I am not suggesting `cast()` should behave like this by default, because as you point out, it is not what you want in general. But there is a problem.
May 24, 2022
On 5/24/2022 4:36 PM, deadalnix wrote:
> When I report bug, they get fixed and it's great.
> 
> When I report design problem, they get treated as bugs and we never get to the root of the issue and I'm wasting my time.


I'm sorry, there is nothing I can do with this as there's no link.

We *do* have a process for this:

1. bugs get reported on bugzilla
2. design bugs get reported on bugzilla as Enhancement Requests
3. significant design proposals get submitted as DIPs

What does not work and is not part of the process:

Reporting 1, 2 or 3 on the n.g. because then they scroll off the screen and vanish, as there is no organized way to deal with them.

For discussion of ideas, if you want them to go anywhere, submit them to 1, 2 or 3. Then start a n.g. discussion, with a link to 1, 2 or 3.

People complain that the D Foundation does not have a process. It does. But it doesn't work if people ignore the process and just post things to the n.g. The forums are not a bug database.

It also doesn't work when people (not you) post bug reports to *closed* PR's! Nobody looks at closed PRs. That can't possibly work.

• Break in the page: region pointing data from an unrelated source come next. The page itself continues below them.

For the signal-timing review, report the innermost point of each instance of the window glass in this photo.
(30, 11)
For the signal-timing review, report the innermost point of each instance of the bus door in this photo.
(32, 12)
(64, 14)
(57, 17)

BTW, The C and C++ Standards committees will TOTALLY IGNORE any and all proposals that are not formal proposals submitted to the committee.

May 25, 2022
On 25.05.22 01:47, Walter Bright wrote:
> 
> I do enjoy and appreciate your contributions, too, even if it seems like I'm always arguing with you :-/

I guess this is as good an opportunity as any to also say that I highly appreciate the huge amount of work that you have invested into D. There's a lot that already works great.
May 24, 2022
On 5/24/2022 4:47 PM, Timon Gehr wrote:
> The issue is: sometimes there are pull requests that _don't actually fix the issue they purport to fix_. Why should that cause a changelog entry that claims the bug was fixed?

If the supplied example works correctly, the bug is closed.

Is it really too much to ask for:

1. people to submit bug reports to bugzilla, not the n.g.?

2. provide an example of the bug?

Making me debug the provided example and/or guess what the submitter actually intended is too much to ask. (Often the subject line is completely wrong, too, and I often fix them.)

I've been cutting and pasting your n.g. bug reports to bugzilla. This really does not scale.
May 25, 2022
On 25.05.22 02:08, deadalnix wrote:
> 
> 1/ Allocate a closure int he loop. This remains unsound by itself because the qualifier of the closure is not tracked, which lead to possible implicit sharing for instance and other nastyness. There is not enough information in the typesystem to solve this, so going at it bug by bug will simply be an exercise in wack a mole.

Well, I would not call this specific case "whack-a-mole". Doing this is actually just a net positive as any unsoundness that remains is orthogonal to it and does not require a loop to trigger.

Anyway, the nice thing about closure context type checking in particular is that it's actually not so hard to get right, but it is certainly true that someone has to do a comprehensive implementation.